I haven't read the book, but the three basic transaction models are

- EJB/CMT: You have EJB components (session beans, MDBs) and you call these EJB 
components from whatever other code. By default, a system transaction will 
begin when an EJB method is called and it will be committed when that method 
returns. The transaction propagates into other calls, e.g. if your EJB calls 
another EJB. You can use annotations or XML metadata to change this default 
transaction assembly. Seam can emulate this behavior with the Seam-specific and 
proprietary @Transactional annotation on POJOs, then Seam acts as the container 
that manages transaction boundaries.

- JTA: You can call the JTA UserTransaction API in your application code 
somewhere and control the begin and end of a transaction programmatically.
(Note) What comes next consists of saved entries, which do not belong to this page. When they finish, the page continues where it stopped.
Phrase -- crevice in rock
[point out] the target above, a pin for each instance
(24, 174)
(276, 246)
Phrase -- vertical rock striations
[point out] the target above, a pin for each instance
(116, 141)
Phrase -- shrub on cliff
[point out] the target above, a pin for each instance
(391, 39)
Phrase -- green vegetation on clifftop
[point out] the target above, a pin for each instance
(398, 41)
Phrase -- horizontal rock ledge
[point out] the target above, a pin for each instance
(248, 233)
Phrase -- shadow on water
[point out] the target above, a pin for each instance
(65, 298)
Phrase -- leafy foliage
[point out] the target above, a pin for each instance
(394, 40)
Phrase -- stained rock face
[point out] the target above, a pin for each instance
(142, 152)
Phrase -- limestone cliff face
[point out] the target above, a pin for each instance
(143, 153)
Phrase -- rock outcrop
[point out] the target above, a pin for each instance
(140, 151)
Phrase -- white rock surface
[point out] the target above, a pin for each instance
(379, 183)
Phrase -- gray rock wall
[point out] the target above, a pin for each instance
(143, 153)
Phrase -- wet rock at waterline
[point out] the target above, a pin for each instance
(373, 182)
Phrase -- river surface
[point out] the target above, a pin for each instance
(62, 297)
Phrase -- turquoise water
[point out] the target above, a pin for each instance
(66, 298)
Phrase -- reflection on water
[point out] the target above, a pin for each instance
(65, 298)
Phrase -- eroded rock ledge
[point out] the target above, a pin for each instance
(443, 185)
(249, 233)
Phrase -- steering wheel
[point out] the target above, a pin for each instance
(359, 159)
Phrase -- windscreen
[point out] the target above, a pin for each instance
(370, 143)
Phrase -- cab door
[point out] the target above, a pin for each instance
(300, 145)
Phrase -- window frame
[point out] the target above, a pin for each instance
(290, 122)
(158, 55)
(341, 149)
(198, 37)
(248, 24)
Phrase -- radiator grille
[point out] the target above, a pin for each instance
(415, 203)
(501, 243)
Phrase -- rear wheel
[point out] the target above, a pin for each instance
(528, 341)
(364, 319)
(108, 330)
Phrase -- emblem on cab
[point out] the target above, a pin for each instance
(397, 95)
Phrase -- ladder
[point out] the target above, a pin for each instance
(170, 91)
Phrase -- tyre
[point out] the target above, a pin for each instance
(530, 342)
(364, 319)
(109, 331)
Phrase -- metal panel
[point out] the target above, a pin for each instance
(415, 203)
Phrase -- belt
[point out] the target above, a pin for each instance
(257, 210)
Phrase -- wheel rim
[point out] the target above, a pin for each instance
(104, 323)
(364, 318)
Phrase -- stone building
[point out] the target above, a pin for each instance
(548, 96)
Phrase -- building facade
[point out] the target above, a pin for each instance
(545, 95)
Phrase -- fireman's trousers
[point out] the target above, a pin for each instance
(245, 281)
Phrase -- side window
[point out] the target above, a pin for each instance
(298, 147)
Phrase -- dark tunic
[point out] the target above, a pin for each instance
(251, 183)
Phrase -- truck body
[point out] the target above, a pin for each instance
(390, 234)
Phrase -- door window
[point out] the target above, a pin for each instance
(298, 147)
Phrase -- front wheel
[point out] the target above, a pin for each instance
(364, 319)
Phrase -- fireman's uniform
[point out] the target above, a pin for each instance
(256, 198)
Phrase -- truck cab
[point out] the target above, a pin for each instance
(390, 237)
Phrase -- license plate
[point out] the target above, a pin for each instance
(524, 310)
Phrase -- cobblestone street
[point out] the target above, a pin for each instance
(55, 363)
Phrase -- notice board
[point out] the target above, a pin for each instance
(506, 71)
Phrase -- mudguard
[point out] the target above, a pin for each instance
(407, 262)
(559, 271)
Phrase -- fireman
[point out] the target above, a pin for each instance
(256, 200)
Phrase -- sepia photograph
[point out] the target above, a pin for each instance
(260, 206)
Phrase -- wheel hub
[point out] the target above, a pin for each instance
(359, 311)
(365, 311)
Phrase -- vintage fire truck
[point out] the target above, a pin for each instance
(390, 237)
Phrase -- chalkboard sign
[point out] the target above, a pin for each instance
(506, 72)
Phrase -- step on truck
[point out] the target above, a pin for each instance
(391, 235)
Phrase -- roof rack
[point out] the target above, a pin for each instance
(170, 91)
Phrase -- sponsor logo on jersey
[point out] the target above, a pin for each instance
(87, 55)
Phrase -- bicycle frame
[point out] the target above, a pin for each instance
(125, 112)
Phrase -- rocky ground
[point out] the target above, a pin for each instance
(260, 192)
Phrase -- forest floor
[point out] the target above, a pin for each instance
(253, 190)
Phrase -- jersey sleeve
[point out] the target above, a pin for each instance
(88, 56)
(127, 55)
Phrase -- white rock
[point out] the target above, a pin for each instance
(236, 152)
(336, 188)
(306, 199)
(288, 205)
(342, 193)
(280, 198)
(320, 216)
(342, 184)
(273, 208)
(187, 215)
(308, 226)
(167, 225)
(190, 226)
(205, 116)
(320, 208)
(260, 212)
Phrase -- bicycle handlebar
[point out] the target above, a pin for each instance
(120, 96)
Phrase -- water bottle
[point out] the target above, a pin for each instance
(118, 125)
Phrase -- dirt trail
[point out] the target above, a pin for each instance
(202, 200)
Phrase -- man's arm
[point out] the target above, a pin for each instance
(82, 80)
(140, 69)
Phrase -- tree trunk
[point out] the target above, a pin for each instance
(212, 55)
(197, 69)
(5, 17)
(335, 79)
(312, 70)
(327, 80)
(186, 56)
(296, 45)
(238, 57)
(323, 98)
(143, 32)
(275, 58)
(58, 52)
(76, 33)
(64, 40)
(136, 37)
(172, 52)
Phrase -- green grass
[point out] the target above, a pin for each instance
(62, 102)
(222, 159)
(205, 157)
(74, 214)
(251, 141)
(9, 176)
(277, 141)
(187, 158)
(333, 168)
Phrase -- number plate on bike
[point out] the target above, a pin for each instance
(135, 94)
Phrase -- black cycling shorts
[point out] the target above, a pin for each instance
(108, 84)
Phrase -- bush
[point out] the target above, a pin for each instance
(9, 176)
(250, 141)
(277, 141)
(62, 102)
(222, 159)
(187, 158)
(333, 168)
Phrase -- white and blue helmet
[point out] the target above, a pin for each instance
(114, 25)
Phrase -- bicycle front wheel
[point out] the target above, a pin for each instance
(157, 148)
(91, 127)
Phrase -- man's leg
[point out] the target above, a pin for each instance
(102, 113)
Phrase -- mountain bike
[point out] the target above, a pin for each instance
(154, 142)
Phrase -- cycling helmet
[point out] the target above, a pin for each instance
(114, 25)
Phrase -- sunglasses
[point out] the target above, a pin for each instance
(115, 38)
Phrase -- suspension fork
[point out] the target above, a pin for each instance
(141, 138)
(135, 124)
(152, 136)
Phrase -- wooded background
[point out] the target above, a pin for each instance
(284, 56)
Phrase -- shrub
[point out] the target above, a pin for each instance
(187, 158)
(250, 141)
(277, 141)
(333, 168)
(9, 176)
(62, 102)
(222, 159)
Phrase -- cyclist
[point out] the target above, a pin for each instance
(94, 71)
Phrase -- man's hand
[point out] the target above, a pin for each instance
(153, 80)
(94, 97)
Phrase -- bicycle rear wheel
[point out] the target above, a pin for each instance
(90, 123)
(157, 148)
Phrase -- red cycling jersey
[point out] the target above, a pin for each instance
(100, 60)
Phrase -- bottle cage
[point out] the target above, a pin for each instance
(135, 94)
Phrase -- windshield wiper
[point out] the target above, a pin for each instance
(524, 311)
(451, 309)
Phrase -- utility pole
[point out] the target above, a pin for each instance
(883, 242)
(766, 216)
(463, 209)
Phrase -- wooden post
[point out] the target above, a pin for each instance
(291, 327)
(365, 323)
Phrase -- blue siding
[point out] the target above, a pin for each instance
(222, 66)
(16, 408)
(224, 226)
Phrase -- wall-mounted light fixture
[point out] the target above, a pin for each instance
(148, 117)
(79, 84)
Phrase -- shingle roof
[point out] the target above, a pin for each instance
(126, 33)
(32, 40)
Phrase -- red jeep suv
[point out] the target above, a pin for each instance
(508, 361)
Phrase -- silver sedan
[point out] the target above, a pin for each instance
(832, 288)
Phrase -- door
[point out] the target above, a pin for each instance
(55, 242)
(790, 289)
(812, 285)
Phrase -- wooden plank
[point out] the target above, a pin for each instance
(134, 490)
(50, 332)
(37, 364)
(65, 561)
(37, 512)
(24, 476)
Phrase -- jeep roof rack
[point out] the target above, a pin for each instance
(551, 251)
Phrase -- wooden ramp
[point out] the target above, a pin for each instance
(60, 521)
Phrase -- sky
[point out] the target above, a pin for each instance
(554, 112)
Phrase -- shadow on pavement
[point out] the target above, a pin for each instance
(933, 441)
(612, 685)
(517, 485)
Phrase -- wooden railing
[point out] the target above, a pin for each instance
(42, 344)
- Seam-managed JTA: Seam will call the JTA API for you automatically during the 
JSF lifecycle, meaning it will wrap two transactions around a JSF request. One 
transaction starts when the request hits the server and is committed when 
INVOKE APPLICATION is complete. The second transaction spans only the RENDER 
RESPONSE phase. This is an optimized and recommended pattern in a Seam/JSF 
application. All EJBs and indeed any POJOs you call during that request are 
participating in that transaction. To enable it, configure JSF with the 
TransactionalSeamPhaseListener.

I recommend the last option, since it works with whatever components you 
execute and it is good from a scalability perspective. Also, you don't need to 
write any code or use any annotations with it.